Henry Wilkinson (c. 1620s — d. after 1681) was an English soldier and colonial administrator who was appointed governor of Albemarle Sound, a proprietary colony in present-day North Carolina, by the Lords Proprietors in 1680. Although commissioned to restore stability following political unrest in the colony, Wilkinson never assumed office, as financial difficulties and imprisonment in England prevented his departure.

== Early life and military service ==
Wilkinson was born around the 1620s in York, England. During the English Civil War, he served as a professional soldier on the Royalist side, attaining the rank of captain. Following the end of his military career, he attempted to establish himself in civilian occupations but met with limited success. Around 1679, he relocated with his family from York to London.

== Career ==

=== Appointment as governor ===
In November 1680, the Lords Proprietors appointed Wilkinson as interim Governor of Albemarle, a colony that had experienced significant political turmoil stemming from the administrations of Thomas Eastchurch and Thomas Miller and the events surrounding Culpeper's Rebellion. Wilkinson was selected in part because he was considered an outsider with no ties to the colony's competing political factions. The proprietors believed his military experience, loyalty, and perceived impartiality would enable him to govern fairly and restore stability.

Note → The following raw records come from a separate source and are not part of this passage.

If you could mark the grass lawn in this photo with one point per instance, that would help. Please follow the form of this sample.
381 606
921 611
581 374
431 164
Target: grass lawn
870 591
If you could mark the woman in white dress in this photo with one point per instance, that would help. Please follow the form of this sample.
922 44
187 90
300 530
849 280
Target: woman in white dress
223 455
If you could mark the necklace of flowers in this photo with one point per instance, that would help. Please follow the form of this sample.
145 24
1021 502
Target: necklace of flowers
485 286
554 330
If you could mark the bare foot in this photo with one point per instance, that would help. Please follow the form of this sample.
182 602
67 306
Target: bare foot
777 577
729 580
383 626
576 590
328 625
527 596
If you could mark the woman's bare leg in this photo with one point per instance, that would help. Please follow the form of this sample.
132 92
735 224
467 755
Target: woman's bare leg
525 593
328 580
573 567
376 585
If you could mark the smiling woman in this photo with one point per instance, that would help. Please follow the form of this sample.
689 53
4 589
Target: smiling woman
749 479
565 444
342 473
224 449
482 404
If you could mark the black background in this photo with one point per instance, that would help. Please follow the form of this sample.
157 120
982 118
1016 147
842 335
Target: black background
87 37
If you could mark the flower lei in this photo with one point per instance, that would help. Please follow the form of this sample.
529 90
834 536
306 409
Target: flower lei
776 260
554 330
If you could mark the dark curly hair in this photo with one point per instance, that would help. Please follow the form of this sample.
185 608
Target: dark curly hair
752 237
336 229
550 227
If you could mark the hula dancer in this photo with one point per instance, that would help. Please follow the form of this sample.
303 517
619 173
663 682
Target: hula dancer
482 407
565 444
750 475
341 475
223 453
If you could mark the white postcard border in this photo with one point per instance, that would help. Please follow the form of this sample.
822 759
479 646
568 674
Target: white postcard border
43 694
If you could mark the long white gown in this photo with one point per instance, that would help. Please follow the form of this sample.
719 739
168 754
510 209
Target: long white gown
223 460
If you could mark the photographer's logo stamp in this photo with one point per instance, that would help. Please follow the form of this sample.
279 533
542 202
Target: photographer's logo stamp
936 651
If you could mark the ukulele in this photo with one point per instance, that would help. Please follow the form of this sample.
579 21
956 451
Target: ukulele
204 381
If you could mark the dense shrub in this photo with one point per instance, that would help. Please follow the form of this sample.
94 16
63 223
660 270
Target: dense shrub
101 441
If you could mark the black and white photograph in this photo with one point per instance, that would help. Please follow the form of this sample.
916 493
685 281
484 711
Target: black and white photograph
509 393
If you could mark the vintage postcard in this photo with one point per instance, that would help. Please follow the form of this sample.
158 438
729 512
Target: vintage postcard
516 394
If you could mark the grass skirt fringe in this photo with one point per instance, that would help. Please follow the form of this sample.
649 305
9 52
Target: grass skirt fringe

The proprietors instructed Wilkinson to organize the colonial government according to the Fundamental Constitutions of Carolina, establish impartial courts to resolve disputes arising from recent unrest, and oversee the collection of customs duties owed to the Crown. He was also directed to address the disputed boundary between Virginia and Carolina and investigate claims for compensation by royal officials who had suffered losses during the colony's disturbances. Two of Wilkinson's sons were designated for colonial offices, one as surveyor and proprietary deputy and another as register.

=== Failure to reach the colony ===
Wilkinson spent much of 1680 and 1681 preparing for his voyage to Albemarle, intending to bring his family and servants with him. In August 1680, he petitioned King Charles II for the use of a ship equipped at royal expense, but no response was received. He later secured passage aboard a vessel named Abigail, together with a captain and crew.

Delays proved costly. The ship remained in port for several months while Wilkinson continued to bear maintenance expenses. Mounting debts eventually led to his arrest in London. He was initially jailed and later transferred to the King's Bench Prison. During his imprisonment, political operatives seeking evidence against Anthony Ashley Cooper, one of the Lords Proprietors, attempted to persuade Wilkinson to implicate Cooper in an alleged conspiracy against King Charles II. Despite reported bribery attempts, Wilkinson stated that Cooper had never discussed such a plot with him.

Wilkinson remained imprisoned in the debtors' prison until at least November 1681. As a result, he never sailed for Albemarle and never assumed the office to which he was appointed.